恋はいつの時代も美しい 令和で話題「万葉集」、現代女性も共感必須?

新元号「令和」の出典となったことで、関心が高まる『万葉集』。高桑枝実子さん(大学非常勤講師、日本古代文学専攻)が、その魅了と読み方を解説します。現代の私たちにも共感できる歌がたくさんあるようです。


1000年の時を超えて共感! 切ない恋心の歌

 情熱的な相聞歌を数多く詠んだことで知られる歌人に、大伴坂上郎女(おおとものさかのうえのいらつめ)という女流歌人がいます。

切ない女心は、1000年前も今も変わりません(画像:写真AC)

 冒頭に出てきた大伴旅人の異母妹にあたる彼女は、若い頃、都の最有力貴族である藤原氏の四男坊、藤原麿(ふじわらのまろ)と恋愛関係にありました。次は、「あなたが恋しい」という趣旨の歌を贈って来た麿に対して、彼女が答えた歌です。

  佐保河の小石ふみ渡りぬばたまの黒馬の来る夜は年にもあらぬか(巻四・525)

 これは、「佐保河の小石を踏み渡って、宵闇(よいやみ)の中をあなたが乗った黒馬が来る夜は、年に一度でもあってほしいものです」というような意味。

 当時の男女の恋愛は、夜に男が女の家に通ってきて朝に帰るスタイルでした。佐保河は彼女の家の近くを流れる川で、この歌では七夕伝説の天の川と重ねられています。当時の馬は庶民には手の届かない貴重な乗り物で、中でも黒馬は足が速く高級でした。黒馬に乗って来る男は、今で言えばポルシェに乗って来るお金持ちの御曹司みたいなイメージです。

 要するに「七夕の彦星みたいに年に一度でもいいから、私のところに来てほしい」と男に訴えた彼女の歌からは、プレイボーイでなかなか逢いに来てくれない御曹司の訪れを待ち続ける彼女の辛い恋がうかがえます。

 彼女には、次のような相聞歌もあります。

  恋ひ恋ひて逢へる時だに愛(うるは)しき言尽くしてよ長くと思はば(巻四・661)

 これは、「長く恋い続けてやっと逢えた、その時だけでもせめてうれしい愛の言葉を尽くしてください。
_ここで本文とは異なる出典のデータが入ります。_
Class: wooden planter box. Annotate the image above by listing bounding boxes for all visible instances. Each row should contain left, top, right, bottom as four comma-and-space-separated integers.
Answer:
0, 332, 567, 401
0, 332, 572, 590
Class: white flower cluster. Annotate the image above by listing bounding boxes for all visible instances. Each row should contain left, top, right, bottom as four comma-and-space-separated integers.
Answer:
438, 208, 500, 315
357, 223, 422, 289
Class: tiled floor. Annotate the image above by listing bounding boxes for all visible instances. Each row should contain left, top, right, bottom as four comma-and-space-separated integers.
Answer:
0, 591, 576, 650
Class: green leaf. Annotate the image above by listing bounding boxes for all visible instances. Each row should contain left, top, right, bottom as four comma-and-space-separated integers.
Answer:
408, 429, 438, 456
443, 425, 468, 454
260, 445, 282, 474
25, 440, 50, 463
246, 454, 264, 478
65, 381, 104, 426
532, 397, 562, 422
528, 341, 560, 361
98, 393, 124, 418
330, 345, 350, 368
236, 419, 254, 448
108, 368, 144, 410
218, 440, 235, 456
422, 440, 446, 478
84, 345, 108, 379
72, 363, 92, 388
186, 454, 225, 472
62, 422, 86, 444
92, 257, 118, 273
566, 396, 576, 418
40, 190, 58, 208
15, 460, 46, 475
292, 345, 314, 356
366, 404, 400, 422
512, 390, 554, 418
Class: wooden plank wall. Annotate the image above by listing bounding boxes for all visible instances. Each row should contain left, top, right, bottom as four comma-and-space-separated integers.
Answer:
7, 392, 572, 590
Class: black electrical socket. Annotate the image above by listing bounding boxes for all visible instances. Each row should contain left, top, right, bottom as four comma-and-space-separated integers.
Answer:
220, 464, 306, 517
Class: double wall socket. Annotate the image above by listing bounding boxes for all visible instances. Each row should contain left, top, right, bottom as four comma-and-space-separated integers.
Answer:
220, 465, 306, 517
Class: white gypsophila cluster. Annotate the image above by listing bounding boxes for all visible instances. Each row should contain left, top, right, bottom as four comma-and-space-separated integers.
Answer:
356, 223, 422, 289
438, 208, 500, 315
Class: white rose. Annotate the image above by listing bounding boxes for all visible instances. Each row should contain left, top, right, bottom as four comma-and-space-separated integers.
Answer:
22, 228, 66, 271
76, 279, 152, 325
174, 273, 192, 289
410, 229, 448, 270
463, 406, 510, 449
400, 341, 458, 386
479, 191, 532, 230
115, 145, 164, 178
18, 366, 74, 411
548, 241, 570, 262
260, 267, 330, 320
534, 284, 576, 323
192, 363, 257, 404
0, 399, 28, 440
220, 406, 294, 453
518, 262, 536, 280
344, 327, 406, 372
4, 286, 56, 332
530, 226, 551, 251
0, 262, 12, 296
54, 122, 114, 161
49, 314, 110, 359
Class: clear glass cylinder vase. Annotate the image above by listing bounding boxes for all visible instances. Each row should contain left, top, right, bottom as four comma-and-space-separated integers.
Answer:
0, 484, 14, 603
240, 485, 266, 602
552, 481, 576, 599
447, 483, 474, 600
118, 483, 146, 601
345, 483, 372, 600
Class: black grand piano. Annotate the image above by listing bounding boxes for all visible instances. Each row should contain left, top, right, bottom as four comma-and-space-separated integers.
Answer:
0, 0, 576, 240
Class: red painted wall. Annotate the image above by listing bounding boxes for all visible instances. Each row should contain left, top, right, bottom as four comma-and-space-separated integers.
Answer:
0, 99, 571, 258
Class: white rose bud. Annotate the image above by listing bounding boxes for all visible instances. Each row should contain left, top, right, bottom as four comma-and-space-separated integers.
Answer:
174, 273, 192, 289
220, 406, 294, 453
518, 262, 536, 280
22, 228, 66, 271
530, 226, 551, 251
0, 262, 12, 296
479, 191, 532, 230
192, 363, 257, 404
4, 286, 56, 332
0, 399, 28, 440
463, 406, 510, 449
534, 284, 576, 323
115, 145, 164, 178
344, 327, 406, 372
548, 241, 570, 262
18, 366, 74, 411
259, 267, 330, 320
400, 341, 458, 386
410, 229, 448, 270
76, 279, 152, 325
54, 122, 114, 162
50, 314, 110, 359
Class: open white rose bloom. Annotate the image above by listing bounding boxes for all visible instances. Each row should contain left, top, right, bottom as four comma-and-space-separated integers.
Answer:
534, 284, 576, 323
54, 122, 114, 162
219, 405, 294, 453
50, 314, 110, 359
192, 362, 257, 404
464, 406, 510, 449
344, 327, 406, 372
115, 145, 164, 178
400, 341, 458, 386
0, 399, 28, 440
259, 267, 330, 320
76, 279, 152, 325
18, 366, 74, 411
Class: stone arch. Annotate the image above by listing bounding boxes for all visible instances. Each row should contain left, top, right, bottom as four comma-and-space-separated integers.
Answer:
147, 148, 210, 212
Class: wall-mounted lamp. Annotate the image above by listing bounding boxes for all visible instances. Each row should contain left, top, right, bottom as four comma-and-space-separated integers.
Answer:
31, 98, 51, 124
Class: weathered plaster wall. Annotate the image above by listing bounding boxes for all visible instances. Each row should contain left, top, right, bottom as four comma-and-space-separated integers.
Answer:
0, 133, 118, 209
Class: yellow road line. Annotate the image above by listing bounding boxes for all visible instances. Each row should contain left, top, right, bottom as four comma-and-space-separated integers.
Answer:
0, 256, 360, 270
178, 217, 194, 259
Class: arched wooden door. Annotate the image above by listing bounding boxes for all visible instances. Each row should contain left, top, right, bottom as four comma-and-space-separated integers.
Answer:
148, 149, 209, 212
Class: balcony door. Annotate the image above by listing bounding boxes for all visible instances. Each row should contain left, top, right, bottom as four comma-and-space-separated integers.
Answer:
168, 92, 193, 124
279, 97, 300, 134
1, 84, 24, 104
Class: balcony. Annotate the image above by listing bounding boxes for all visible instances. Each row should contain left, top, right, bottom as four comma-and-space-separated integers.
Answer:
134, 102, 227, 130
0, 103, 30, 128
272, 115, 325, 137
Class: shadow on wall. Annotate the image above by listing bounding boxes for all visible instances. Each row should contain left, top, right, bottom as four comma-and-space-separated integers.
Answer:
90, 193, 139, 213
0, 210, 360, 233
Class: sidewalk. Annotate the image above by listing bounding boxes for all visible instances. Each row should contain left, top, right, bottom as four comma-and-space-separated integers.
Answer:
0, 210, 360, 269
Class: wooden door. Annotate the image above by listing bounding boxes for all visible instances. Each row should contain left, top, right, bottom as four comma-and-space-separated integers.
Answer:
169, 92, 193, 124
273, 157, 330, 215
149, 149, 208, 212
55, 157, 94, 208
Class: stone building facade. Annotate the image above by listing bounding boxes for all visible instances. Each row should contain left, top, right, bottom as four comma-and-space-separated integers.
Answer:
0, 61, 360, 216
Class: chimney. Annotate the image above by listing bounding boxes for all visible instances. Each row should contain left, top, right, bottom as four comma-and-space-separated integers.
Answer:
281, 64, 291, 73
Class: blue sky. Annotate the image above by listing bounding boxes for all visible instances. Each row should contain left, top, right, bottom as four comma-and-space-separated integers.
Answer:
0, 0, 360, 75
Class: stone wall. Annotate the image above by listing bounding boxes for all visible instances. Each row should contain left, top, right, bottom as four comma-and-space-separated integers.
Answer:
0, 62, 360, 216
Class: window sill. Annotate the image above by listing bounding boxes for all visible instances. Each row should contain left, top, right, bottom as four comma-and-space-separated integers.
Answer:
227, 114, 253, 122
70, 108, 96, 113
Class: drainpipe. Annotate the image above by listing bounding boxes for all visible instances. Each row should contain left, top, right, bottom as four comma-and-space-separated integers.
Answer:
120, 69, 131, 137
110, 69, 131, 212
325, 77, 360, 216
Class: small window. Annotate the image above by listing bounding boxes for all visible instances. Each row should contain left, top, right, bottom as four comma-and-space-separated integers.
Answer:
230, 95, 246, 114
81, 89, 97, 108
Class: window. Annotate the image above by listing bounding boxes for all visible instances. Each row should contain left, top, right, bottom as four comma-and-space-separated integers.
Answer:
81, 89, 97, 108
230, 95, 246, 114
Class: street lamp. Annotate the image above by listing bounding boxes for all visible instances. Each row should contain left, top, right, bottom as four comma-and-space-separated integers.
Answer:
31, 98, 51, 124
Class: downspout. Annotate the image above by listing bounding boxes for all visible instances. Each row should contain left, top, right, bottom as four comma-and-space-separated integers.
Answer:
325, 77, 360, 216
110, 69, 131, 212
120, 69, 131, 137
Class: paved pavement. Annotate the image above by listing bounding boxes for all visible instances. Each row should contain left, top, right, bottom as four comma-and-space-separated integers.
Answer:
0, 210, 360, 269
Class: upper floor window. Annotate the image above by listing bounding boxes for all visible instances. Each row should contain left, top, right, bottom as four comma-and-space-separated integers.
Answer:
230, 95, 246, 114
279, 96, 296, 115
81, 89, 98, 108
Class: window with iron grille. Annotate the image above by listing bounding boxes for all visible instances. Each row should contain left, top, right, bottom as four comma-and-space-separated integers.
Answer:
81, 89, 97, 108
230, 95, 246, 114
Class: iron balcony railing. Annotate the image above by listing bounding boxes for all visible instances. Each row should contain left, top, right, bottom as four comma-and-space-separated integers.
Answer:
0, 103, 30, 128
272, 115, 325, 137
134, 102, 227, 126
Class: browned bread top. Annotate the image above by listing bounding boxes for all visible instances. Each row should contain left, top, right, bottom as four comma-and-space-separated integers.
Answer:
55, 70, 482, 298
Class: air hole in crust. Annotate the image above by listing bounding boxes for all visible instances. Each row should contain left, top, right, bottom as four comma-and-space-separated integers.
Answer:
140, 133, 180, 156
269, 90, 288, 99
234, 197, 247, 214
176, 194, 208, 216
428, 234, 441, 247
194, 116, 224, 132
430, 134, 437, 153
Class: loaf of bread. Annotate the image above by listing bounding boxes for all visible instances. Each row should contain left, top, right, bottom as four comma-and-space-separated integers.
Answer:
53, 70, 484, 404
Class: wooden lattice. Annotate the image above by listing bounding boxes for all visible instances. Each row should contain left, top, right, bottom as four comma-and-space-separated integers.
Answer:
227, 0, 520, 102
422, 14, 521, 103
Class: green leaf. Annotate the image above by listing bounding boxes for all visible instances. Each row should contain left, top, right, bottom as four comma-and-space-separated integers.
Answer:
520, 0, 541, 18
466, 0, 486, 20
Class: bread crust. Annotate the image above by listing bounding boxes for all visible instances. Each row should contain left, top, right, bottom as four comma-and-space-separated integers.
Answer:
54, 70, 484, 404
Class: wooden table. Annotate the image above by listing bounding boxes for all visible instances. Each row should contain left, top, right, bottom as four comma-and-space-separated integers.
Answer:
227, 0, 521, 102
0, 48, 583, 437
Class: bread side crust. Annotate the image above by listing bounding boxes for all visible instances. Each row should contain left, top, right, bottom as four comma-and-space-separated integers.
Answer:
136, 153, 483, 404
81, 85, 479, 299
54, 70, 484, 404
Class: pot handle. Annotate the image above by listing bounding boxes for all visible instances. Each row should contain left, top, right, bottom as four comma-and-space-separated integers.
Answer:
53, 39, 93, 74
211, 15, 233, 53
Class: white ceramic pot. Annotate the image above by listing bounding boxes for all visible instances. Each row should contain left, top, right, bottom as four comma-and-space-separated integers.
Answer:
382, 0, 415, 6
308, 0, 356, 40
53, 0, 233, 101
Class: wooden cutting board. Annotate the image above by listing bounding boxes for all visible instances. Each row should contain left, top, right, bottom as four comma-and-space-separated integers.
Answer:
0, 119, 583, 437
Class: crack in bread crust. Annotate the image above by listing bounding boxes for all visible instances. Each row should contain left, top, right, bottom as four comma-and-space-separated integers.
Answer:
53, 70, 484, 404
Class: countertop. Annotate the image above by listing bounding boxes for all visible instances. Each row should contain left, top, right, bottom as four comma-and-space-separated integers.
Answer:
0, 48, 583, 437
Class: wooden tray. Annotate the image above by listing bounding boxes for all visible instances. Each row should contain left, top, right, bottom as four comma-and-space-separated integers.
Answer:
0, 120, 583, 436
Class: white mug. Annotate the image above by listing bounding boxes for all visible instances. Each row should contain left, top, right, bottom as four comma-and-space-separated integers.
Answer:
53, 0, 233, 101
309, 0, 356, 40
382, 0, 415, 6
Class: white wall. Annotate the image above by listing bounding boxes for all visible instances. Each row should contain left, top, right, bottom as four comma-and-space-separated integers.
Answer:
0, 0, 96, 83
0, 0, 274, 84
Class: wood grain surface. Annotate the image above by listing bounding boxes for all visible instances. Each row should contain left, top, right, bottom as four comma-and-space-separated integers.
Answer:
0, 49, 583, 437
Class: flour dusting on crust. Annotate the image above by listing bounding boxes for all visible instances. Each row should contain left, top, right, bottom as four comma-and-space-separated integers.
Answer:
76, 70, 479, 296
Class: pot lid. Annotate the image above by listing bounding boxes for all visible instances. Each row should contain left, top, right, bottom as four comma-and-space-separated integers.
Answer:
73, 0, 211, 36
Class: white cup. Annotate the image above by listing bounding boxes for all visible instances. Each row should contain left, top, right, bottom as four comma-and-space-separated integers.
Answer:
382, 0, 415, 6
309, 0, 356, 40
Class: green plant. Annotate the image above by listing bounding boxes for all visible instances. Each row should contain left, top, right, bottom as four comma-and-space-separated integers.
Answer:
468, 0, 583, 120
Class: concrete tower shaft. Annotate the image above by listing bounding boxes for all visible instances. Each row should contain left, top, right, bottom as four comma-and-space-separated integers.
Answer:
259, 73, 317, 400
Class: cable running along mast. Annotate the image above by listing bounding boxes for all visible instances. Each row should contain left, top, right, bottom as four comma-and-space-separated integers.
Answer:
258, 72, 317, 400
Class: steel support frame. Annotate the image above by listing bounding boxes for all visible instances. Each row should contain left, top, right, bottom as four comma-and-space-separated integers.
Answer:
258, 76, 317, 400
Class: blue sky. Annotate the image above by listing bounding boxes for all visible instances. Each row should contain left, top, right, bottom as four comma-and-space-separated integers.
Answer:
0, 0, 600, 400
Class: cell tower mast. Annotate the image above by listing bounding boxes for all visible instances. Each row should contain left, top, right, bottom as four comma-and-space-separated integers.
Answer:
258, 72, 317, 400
この恋を長くとお考えでしたら」くらいの意味。長く待ち続けてようやく逢えた時ぐらい、上辺だけのきれい言ではなく、心からの愛の言葉をありったけささやいてほしい……という彼女の気持ち、現代の私達にもすごくよく分かりますよね。

 この他にも、『万葉集』には現代の私達が共感できる歌がたくさん収められています。今まで「難しそう」と敬遠していたあなたも、現代語訳付きの『万葉集』の本を手に取ってページをめくってみてください。きっと、あなたの心に響く歌が見つかるはずです。